Betapapun juga, Sui Giok masih lebih sabar dan dapat menduga bahwa tidak semua perajurit berlaku sewenang-wenang terhadap penduduk kota itu yang sebagian besar terdiri dari para bangsawan. Akan tetapi mana Ling Ling mau menaruh hati kasihan kepada para pengeroyoknya?
Pada saat itu, terdengar bentakan keras, “Semua perajurit, mundur!” Dan berkelebatlah bayangan yang gesit sekali menghadapi Ling Ling dan Sui Giok. Perajurit-perajurit yang tadinya mengeroyok dua orang wanita itu, ketika melihat siapa orangnya yang datang, menjadi lega dan cepat melakukan perintah itu, dan melompat mundur menjauhi kedua orang wanita itu.
Ling Ling dan Sui Giok memandang dan mereka melihat seorang pemuda dengan pedang bersinar gemilang di tangan kanan berdiri dengan gagahnya.

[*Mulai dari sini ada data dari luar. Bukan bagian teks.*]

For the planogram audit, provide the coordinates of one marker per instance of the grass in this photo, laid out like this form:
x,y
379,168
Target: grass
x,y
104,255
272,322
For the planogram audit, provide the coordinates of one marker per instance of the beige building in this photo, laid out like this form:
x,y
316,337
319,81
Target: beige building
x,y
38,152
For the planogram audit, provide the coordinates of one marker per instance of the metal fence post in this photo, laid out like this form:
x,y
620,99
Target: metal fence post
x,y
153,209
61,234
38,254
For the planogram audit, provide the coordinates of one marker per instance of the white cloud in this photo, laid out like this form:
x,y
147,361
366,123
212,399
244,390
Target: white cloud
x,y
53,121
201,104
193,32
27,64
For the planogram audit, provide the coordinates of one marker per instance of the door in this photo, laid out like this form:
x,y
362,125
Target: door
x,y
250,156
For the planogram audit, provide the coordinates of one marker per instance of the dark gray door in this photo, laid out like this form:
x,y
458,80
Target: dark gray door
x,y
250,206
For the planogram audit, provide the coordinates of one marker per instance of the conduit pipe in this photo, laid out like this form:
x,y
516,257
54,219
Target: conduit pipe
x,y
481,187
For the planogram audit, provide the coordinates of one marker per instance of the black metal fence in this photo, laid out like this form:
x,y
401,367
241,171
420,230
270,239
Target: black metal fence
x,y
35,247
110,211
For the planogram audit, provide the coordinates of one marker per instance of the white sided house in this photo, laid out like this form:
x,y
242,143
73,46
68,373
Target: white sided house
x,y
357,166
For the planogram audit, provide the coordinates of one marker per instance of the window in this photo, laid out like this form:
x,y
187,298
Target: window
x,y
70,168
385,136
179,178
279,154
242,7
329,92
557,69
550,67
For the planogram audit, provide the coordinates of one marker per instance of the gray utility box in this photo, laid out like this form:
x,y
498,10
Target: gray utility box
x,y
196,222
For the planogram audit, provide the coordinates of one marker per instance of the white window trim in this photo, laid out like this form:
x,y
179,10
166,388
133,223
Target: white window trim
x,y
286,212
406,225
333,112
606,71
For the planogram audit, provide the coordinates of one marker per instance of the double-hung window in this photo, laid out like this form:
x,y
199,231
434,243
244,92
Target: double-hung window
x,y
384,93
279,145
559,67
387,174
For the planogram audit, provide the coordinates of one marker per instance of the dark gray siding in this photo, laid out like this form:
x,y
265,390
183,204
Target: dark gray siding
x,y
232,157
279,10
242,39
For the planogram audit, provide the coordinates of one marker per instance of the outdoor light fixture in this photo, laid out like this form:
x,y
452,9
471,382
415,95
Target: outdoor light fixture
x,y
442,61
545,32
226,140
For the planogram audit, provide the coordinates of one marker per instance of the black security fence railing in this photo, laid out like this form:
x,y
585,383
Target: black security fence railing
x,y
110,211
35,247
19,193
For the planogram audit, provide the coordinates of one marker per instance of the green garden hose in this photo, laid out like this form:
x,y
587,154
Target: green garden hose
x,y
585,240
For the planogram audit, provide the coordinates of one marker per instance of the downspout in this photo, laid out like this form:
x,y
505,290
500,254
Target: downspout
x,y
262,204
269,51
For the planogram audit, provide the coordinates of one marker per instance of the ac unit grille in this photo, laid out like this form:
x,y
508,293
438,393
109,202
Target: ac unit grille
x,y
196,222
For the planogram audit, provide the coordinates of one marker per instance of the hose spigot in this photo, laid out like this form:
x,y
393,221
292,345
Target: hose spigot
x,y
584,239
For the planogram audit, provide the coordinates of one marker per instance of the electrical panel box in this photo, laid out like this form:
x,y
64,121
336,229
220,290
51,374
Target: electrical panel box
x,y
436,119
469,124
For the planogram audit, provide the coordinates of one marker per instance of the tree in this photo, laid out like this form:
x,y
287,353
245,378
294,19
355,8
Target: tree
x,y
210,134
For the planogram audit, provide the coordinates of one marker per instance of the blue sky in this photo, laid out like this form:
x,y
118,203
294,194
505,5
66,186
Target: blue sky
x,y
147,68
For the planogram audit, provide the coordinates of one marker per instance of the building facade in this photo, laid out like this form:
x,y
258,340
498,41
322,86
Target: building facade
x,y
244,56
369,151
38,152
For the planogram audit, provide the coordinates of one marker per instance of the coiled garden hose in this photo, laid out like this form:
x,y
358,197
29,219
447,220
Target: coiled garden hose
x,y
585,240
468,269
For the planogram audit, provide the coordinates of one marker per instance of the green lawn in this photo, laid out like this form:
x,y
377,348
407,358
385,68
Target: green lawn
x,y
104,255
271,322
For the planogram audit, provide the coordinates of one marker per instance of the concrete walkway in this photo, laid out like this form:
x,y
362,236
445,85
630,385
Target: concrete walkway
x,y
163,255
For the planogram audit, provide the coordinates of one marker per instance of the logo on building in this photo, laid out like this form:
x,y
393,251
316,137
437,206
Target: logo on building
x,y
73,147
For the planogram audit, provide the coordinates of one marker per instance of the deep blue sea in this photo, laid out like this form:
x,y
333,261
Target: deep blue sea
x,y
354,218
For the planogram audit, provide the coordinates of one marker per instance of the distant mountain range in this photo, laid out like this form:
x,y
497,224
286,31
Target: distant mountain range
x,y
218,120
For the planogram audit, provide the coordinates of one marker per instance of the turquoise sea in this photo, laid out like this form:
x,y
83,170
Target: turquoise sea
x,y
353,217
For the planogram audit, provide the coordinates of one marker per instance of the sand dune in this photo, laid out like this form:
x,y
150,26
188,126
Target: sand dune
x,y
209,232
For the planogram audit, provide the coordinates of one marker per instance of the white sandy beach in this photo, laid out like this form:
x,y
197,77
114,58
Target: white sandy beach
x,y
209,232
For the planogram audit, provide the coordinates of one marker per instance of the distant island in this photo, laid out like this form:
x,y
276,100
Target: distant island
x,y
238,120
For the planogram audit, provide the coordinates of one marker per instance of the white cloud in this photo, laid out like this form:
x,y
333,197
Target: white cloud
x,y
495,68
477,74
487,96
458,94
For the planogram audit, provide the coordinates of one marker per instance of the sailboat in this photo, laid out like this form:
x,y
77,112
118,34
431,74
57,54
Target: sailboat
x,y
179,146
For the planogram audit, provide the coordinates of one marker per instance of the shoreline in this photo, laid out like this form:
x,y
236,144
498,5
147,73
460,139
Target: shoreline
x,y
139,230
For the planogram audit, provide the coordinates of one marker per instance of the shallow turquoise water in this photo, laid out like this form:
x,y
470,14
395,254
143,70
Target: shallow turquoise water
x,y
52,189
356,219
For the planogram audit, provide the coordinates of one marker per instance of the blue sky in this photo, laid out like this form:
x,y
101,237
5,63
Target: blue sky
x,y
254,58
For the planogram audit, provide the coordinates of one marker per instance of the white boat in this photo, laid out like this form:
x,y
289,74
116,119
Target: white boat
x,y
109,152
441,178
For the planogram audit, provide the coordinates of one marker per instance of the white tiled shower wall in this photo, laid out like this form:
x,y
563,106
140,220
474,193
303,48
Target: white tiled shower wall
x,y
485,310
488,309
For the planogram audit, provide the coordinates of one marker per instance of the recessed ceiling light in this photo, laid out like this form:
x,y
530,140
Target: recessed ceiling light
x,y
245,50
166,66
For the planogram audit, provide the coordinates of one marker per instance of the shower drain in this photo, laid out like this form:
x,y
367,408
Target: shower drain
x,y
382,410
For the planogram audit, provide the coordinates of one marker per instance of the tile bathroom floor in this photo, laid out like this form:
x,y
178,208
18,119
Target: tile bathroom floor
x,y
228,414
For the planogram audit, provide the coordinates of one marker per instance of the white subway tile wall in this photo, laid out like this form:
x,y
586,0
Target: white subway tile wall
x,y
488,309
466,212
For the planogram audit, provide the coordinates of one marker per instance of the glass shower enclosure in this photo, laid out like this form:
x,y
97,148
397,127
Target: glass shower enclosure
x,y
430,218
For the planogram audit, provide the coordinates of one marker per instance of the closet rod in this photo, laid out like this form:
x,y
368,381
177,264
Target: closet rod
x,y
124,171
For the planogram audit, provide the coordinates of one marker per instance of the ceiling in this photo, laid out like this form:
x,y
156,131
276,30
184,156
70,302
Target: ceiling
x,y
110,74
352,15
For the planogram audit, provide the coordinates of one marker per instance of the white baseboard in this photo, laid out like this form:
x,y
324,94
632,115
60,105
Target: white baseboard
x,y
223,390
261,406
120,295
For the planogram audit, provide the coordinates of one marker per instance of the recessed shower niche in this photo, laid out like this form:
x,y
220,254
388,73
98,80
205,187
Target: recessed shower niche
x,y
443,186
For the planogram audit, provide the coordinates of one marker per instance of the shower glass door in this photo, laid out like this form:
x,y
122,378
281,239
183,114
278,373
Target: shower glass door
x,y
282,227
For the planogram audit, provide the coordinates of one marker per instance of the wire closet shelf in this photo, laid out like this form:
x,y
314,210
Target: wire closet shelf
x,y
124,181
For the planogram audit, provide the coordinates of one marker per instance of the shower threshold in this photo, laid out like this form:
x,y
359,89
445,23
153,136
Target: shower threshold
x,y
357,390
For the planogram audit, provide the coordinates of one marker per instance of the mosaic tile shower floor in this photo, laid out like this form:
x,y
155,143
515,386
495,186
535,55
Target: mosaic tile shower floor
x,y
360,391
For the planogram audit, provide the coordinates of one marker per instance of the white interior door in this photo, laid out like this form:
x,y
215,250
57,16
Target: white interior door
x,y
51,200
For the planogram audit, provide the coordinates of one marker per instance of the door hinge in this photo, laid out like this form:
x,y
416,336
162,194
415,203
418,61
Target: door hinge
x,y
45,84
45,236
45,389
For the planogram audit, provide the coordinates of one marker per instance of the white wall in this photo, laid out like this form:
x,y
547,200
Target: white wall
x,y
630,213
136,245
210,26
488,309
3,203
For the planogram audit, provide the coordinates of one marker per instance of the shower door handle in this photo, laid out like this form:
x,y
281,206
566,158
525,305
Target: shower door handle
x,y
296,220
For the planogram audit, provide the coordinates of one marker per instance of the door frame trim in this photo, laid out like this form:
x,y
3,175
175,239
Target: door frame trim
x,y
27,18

Adapun Sian Lun ketika melihat Ling Ling, ia menjadi kagum sekali dan untuk beberapa lama tak dapat mengeluarkan suara. Tak terasa lagi mereka berdua saling pandang sampai lama sekali dan akhirnya Sian Lun menjadi merah mukanya.
Bagaimana ia bisa tertarik kepada seorang gadis yang agaknya membantu kaisar dan telah merobohkan banyak sekali anak buahnya. Akan tetapi, untuk menegur gadis itu, hatinya merasa berat sekali.
Ketika melihat wanita kedua, seorang nyonya setengah tua yang juga cantik sekali, ia lalu menegur,
“Toanio, mengapakah kau dan kawanmu mengamuk dan membunuh banyak perajurit? Apakah kalian ini menjadi pembela-pembela kaisar lalim?”
Akan tetapi sebelum Sui Giok sempat menjawab, Ling Ling sudah mendahului ibunya dan membentak.
“Kaukah yang mengepalai semua bangsat-bangsat perampok ini? Bagus, kalau begitu rasakan tajamnya pedangku!” Sambil berkata demikian, Ling Ling lalu maju menyerang dengan pedangnya yang bersinar merah. Sian Lun menjadi mendongkol dan marah sekali. Nona ini ternyata amat galak dan telah berani memaki perajurit-perajuritnya sebagai bangsat perampok. Tanpa banyak cakap iapun menangkis serangan itu dengan pedang Gi-tiang-kiam dan membalas dengan serangan yang tak kalah hebatnya.
Terkejutlah keduanya ketika pedang mereka bertemu, karena mereka merasa betapa telapak tangan mereka pedas dan tergetar, sedangkan kedua pedang itu mengeluarkan titik bunga api. Pertempuran dilanjutkan dengan hebat dan makin lama keduanya menjadi makin heran, kagum dan kaget. Ilmu pedang lawan benar-benar kuat dan tinggi sekali. Mereka sama gesit, sama kuat dan sama pandai.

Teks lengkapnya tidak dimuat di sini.